Research released today shows that trenbolone, a steroid given to beef cows on industrial-scale farms, doesn’t break down in rivers and streams as previously thought.
The drug has been approved by the U.S. Food and Drug Administration (FDA) for use in cattle, but it is a schedule III controlled substance banned for use in humans. When treated cattle excrete feces, traces of the steroid end up in the surrounding environment, including local bodies of water.
Until recently, scientists believed that the compound, known to damage reproductive processes in fish, breaks down quickly in the presence of sunlight through a process called phototransformation.
Now, researchers know that when the sun goes down and the Ph level in the river is right, trenbolone reassembles. This means the amount of the chemical in water sources, which have likely been sampled and tested during the day, may actually be higher than previously believed.
Bryan Brooks, director of the Environmental Health Science program at Baylor University, who did not take part in the study, said the new findings raise important questions that need to be answered.

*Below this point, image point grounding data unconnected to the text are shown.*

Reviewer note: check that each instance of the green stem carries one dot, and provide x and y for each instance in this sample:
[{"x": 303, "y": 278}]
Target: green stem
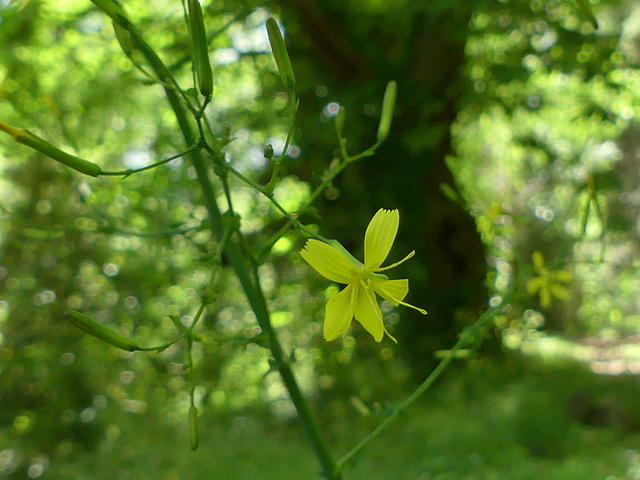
[
  {"x": 131, "y": 171},
  {"x": 252, "y": 289}
]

“Reports from this paper may stimulate rethinking the timing of environmental monitoring and surveillance,” Brooks told Healthline. “For example, the vast majority of routine water quality monitoring does not examine these unregulated contaminants. And if pharmaceuticals are examined in water bodies, sampling typically occurs during daylight hours and often only examines water samples from the surface of lakes and streams. Such a practice could over- or underestimate risks of various pharmaceuticals.”
‘A Cautionary Tale’
David Cwiertny, one of the study’s authors and a scientist at the University of Iowa’s Department of Civil and Environmental Engineering, told Healthline that much more work needs to be done. He said samples need to be taken from rivers and streams non-stop for 48 hours or more to truly understand the amount of trenbolone in the environment.
He added that the existence of trenbolone, which is sometimes taken illegally by bodybuilders and causes many confirmed health problems, likely is “far more persistent than all our models currently predict” in water near agricultural areas. “There’s a high degree of uncertainty in the existing occurrence data because of the trends we see,” Cwiertny said.

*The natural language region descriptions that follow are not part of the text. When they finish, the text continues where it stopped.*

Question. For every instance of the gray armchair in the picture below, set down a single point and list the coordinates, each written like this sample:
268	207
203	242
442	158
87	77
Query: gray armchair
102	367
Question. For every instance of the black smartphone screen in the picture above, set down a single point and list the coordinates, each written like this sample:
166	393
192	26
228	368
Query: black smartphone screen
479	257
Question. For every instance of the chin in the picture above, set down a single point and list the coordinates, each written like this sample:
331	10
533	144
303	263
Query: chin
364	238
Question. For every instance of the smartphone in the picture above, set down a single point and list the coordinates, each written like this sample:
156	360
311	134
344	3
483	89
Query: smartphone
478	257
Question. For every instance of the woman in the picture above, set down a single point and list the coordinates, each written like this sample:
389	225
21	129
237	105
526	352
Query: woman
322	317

The FDA did not respond by deadline to a request for comment. The Environmental Protection Agency (EPA) declined comment.

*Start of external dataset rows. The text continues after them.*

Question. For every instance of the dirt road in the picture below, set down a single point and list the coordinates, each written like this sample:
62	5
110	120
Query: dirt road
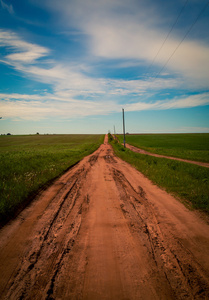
104	231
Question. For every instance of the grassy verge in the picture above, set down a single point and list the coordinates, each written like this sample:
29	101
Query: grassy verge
187	146
27	163
188	182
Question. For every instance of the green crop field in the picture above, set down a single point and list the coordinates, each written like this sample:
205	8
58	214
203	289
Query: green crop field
27	163
188	146
188	182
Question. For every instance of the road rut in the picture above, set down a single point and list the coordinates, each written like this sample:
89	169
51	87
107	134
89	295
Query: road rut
104	231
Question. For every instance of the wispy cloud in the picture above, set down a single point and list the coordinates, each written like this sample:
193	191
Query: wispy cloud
24	52
8	7
34	107
176	103
127	33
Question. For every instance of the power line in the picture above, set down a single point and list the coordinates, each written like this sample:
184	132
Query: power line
168	35
188	31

But David Sedlak, a noted scientist who has mentored the study’s authors and has done previous work commissioned by the EPA, told Healthline that the research is “a wonderful piece of science and good detective work.”
Sedlak, co-director of the Berkeley Water Center at the University of California, Berkeley, said the results probably don’t indicate a threat to humans but may have repercussions for aquatic life. “It’s definitely a cautionary tale in the way in which measurements can be flawed if you don’t account for the reformation mechanism,” he said.
In the study, published in the journal Science, the authors call on pharmaceutical companies to come up with more eco-friendly steroids for cattle. Cwiertney said steroids provide undeniable benefits to cattle farmers and can even help reduce greenhouse gases.
Merck, a manufacturer of cattle steroids, provided this statement to Healthline: “This paper outlines an interesting observation related to the chemistry of (trenbolone acetate). The implications of these findings to the environment remain undefined and theoretical.”